We always try to bring the dogs with us wherever we go camping – they seem to enjoy it as much as we do! We always try to camp near water, which our bulldog loves. The pugs couldn’t care less about water but more enjoy lounging near the campfire or anywhere near the kitchen area. We’re sharing a few tips from experience camping with our dogs!

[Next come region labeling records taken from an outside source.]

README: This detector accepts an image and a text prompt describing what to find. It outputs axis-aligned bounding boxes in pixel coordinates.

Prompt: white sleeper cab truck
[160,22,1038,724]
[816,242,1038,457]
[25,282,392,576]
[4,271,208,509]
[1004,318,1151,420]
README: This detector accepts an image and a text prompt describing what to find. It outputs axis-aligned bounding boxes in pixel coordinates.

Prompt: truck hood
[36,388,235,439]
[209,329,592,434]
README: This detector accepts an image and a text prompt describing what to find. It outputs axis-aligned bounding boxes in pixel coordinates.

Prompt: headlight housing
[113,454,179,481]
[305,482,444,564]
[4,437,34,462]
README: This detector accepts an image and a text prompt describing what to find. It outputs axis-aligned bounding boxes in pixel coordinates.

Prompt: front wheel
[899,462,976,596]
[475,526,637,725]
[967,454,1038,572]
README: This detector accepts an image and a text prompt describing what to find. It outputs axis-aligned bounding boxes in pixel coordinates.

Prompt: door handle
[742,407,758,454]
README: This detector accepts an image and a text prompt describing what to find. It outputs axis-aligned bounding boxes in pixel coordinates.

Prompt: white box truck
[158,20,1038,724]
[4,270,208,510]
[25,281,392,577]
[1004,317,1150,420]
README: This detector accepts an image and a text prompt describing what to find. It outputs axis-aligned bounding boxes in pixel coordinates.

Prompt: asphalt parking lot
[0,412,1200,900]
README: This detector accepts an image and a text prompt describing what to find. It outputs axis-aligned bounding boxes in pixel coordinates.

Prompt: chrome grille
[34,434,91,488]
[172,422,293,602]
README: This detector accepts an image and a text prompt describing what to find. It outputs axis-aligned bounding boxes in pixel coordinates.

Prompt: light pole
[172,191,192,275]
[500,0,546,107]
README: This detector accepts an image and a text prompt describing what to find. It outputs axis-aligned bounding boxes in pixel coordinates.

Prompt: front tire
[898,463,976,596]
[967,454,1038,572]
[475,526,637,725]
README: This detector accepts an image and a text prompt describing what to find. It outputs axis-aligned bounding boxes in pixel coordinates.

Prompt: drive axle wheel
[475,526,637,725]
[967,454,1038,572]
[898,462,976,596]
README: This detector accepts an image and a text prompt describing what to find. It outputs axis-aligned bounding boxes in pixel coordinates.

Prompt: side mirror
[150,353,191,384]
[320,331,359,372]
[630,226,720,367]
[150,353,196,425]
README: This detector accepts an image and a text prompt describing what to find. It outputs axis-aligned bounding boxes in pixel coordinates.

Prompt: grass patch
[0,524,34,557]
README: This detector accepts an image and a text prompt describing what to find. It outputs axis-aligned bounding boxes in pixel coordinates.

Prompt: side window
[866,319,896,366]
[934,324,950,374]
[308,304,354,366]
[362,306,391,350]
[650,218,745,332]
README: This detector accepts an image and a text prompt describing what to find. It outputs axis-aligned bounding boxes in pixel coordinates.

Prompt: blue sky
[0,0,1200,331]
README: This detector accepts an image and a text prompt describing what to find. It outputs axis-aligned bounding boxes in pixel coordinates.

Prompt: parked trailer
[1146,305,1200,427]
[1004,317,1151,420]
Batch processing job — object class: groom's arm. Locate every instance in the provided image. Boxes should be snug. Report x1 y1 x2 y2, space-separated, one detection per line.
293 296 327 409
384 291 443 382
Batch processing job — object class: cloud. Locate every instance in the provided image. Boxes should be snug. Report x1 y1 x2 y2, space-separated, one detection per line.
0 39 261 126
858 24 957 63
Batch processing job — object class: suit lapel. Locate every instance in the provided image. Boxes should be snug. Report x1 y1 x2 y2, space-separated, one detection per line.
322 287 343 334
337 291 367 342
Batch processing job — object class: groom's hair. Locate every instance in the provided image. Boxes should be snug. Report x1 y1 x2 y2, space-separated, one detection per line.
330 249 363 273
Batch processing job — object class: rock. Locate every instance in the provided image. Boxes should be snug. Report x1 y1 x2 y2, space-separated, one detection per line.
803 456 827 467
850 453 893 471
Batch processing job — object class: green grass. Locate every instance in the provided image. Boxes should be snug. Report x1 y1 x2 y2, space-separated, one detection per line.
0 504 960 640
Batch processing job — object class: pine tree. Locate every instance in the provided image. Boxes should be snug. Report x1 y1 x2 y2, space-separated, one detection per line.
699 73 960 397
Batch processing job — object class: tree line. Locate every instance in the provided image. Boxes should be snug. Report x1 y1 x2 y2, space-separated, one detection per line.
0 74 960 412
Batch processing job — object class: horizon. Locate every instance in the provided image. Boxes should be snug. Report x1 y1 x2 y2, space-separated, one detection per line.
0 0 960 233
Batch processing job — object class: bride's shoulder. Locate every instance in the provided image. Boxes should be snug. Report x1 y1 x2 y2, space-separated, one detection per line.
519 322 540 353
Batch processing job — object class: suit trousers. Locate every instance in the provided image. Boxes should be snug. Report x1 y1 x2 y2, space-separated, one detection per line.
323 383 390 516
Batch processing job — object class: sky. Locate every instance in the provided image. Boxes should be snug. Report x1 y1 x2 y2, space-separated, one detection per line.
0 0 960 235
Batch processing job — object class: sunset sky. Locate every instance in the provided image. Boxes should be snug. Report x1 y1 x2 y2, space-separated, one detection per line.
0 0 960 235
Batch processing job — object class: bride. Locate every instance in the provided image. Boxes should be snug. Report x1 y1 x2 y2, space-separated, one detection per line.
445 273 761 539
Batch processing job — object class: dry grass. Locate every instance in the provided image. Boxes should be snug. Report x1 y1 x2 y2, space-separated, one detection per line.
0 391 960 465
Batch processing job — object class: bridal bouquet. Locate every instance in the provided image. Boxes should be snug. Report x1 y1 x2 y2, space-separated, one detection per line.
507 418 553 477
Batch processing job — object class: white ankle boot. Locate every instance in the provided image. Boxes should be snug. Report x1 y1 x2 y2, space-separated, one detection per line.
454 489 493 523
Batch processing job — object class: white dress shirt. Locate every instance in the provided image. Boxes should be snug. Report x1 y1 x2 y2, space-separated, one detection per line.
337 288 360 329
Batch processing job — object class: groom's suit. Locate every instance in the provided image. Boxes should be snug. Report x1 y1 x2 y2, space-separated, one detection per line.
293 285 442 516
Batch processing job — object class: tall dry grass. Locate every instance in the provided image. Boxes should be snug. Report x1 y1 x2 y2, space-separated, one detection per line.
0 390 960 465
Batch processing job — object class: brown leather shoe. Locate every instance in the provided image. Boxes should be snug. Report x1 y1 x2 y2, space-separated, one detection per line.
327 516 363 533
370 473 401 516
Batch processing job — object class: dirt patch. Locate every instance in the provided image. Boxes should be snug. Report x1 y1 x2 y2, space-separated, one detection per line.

7 tried + tested tips to make life easier camping with dogs:
Tip 1: Collapsible Dog Bowls
These are great space savers, and easily store in our Woolly Bear. You can find them in any size and color on Amazon. Two of our dogs use a slow bowl at home (because they eat too fast), and I was able to find a slow bowl that collapses! Most the time they come in two packs so for us it works because that extra bowl can be used as a water bowl.
Tip 2: Food Containers
We always keep the dog food in Snapware containers, so it makes it easy when we camp. We just put the food container in a large tote bag with the bowls and other pet gear, and we’re good to go.
Tip 3: Lights
Our youngest likes to wander off at times and having the little light on his harness makes it easy to spot him while he’s sniffing around. They make a variety of colors to match the harness color.
Tip 4: Leash System
Again, with our youngest pup having the tendency to wander off, I don’t want to have to worry about that while I’m making dinner or relaxing by the fire. This tether line from Ruffwear is awesome. We tie it from the trailer to a tree, making sure he has shade and water. I feel better knowing he’s safely attached and has room to walk around a bit without wandering off.
Tip 5: First Aid Kit
We have first aid for ourselves, so why not carry extra for the dogs? Being a vet tech, I always carry extra medications or dog first aid supplies, just in case. Things like; Benadryl in case of an allergic reaction, Rimadyl in case Petey is sore after swimming, eye flush, Chlorhexidine wipes in case someone gets a wound, tweezers to pick off ticks. It may be over the top but I would rather have it and not need it, than need it and not have it.
Tip 6: Bedding
We have a nice Ruffwear mat for the dogs to lay on next to the fire. It folds up and packs away nicely, and adds some additional comfort for them. We also keep our dogs in a crate in the car at night. They sleep in a crate at home and at night they let us know when its bedtime and will go over to the back of the car and wait to be put in. When it’s a little colder, we also cover the crates with a blanket to keep the warmth in.
Tip 7: Be Responsible
Always be aware of the rules of parks you’re planning to visit. Call, or go online tp find out before you show up! If you don’t know what the conditions will be, or if pets are allowed, you may want to get a dogsitter or board them. Also, don’t let your dog run off and get into trouble! Don’t take them if it’s too hot. Don’t feed them food they normally wouldn’t eat. Do have them on a good flea/tick and heart worm prevention. It’s a lot of extra work bringing your pets with you, especially if you have multiples. It’s usually always worth it! But nothing ruins a camp trip faster than a sick dog or getting kicked out of a campground.